2. Understanding Definitions

  • Major Surgery - The Breast: Refers to significant surgical procedures performed on the breast, including but not limited to mastectomies, lumpectomies, and reconstructive surgeries.
  • Key Points:
    • Surgery Types: Includes any major surgical intervention on the breast for reasons such as cancer treatment, reconstruction, or other medical conditions.
    • Documentation Requirements: Clear and detailed documentation of the surgical procedure, including the type of surgery and the date performed.

3. Coding Instructions

  • Steps:
    1. Identify Relevant Documentation: Confirm through the medical records whether the resident has undergone major surgery on the breast.
    2. Verify Documentation: Ensure that the documentation clearly supports the occurrence of the breast surgery.
    3. Code Appropriately: Enter the appropriate code for item set J2930 based on the documented surgery:
      • 0: No, the resident has not undergone major surgery on the breast.
      • 1: Yes, the resident has undergone major surgery on the breast.

4. Coding Tips

  • Accurate Identification: Ensure that breast surgeries are correctly identified and supported by relevant documentation.
  • Consistent Terminology: Use consistent terminology and phrasing when documenting and coding the surgery.
  • Clarify with the Interdisciplinary Team: If there is any uncertainty, clarify with the interdisciplinary team to ensure accurate coding.

5. Documentation

  • Required:
    • Surgical Reports: Detailed reports of the breast surgery, including the type of surgery performed, date, and any complications or follow-up required.
    • Progress Notes: Notes from healthcare providers detailing the resident’s surgical history and post-operative care.
    • Oncology Reports: Documentation from oncologists, if applicable, detailing the breast cancer treatment plan and surgeries performed.
    • IDT Notes: Notes from interdisciplinary team meetings discussing the resident’s surgical history and related care planning.

6. Common Errors to Avoid

  • Misclassification: Ensure accurate identification by verifying the breast surgery through multiple records and observations.
  • Incomplete Documentation: Make sure all relevant surgical reports, progress notes, and oncology reports are included to support the documented surgery.
  • Assumptions: Do not assume the surgery status without proper documentation and verification; always check multiple sources.

7. Practical Application

  • Example:
    • Resident Profile: Mary, a resident, has a history of breast cancer and underwent a mastectomy.
    • Steps:
      1. Review Records: The nurse reviews Mary’s medical records, noting the surgical report and oncology notes indicating the mastectomy.
      2. Identify Surgery: It is confirmed through the documentation that Mary underwent a major surgery on the breast.
      3. Document and Code: The nurse documents the surgery in Mary’s records and codes J2930 as "1" (Yes, major surgery on the breast).
    • Outcome: Mary’s breast surgery is accurately documented and coded, ensuring proper follow-up and care planning.

 

 

 

 

 

Please note that the information provided in this guide for MDS 3.0 Item set J2930 was originally based on the CMS's RAI Version 3.0 Manual, October 2023 edition. Every effort will be made to update it to the most current version. The MDS 3.0 Manual is typically updated every October. If there are no changes to the Item Set, there will be no changes to this guide. This guidance is intended to assist healthcare professionals, particularly new nurses or MDS coordinators, in understanding and applying the correct coding procedures for this specific item within MDS 3.0. 

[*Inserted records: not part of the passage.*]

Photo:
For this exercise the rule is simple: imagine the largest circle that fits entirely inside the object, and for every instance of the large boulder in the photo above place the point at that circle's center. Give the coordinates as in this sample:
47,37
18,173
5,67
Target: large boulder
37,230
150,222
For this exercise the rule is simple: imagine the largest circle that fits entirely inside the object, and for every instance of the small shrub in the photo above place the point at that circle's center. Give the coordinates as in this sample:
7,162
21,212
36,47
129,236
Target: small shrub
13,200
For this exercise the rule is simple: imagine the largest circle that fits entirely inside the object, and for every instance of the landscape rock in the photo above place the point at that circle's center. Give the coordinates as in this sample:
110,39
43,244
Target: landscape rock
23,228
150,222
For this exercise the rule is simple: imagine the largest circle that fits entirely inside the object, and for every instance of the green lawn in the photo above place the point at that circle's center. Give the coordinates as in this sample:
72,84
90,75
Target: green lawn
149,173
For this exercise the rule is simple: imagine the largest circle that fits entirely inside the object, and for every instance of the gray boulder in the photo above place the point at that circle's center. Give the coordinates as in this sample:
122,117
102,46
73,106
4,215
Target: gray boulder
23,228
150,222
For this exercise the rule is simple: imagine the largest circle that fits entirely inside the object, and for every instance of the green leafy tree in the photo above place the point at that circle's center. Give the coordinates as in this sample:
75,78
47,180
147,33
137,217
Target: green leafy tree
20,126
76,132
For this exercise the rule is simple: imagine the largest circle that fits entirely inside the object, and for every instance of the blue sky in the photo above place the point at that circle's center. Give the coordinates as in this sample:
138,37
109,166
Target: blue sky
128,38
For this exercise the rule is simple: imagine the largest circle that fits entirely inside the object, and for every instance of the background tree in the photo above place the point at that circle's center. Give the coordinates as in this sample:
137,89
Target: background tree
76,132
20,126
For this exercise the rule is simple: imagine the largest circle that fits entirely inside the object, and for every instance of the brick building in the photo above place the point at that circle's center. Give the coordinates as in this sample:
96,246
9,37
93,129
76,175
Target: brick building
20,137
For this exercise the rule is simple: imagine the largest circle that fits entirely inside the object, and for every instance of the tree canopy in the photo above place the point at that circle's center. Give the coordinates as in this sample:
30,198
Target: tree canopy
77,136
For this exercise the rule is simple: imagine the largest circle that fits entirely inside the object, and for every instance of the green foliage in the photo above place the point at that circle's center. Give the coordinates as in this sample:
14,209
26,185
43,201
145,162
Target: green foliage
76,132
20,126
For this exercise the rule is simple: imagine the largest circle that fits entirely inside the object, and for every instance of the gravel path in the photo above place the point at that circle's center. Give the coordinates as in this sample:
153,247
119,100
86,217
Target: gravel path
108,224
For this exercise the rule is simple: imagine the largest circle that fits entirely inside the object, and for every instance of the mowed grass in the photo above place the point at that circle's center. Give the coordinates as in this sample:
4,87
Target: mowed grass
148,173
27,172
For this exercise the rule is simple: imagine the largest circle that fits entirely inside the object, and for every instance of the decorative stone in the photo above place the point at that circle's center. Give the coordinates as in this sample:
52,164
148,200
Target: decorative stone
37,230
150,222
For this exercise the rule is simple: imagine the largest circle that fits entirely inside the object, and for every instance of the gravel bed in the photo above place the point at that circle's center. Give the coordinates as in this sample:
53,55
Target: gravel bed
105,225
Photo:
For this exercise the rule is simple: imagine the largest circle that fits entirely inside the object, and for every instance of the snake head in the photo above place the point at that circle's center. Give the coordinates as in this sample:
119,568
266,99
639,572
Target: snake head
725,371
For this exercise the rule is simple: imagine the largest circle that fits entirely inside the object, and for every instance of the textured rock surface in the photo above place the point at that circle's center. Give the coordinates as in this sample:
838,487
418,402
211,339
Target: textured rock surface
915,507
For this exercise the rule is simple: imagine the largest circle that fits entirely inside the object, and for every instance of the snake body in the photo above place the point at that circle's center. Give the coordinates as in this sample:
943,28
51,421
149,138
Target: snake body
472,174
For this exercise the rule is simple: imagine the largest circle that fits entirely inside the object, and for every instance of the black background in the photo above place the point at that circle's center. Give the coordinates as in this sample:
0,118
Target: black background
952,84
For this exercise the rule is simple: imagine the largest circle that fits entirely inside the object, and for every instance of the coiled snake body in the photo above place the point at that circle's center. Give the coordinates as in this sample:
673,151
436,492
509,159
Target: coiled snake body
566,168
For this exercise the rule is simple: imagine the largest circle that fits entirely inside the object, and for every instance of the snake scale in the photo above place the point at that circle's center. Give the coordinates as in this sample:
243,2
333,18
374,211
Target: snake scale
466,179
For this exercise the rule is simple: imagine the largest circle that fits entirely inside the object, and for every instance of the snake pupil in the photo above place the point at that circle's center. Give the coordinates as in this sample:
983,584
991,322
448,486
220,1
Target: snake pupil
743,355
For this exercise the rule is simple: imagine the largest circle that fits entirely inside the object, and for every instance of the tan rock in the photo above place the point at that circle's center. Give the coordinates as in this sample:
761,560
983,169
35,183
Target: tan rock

The guide is not a substitute for professional judgment or the facility’s policies. It is crucial to stay updated with any changes or updates in the MDS 3.0 manual or relevant CMS regulations. The guide does not cover all potential scenarios and should not be used as a sole resource for MDS 3.0 coding. 

Additionally, this guide refrains from handling personal patient data and does not provide medical or legal advice. Users are responsible for ensuring compliance with all applicable laws and regulations in their respective practices.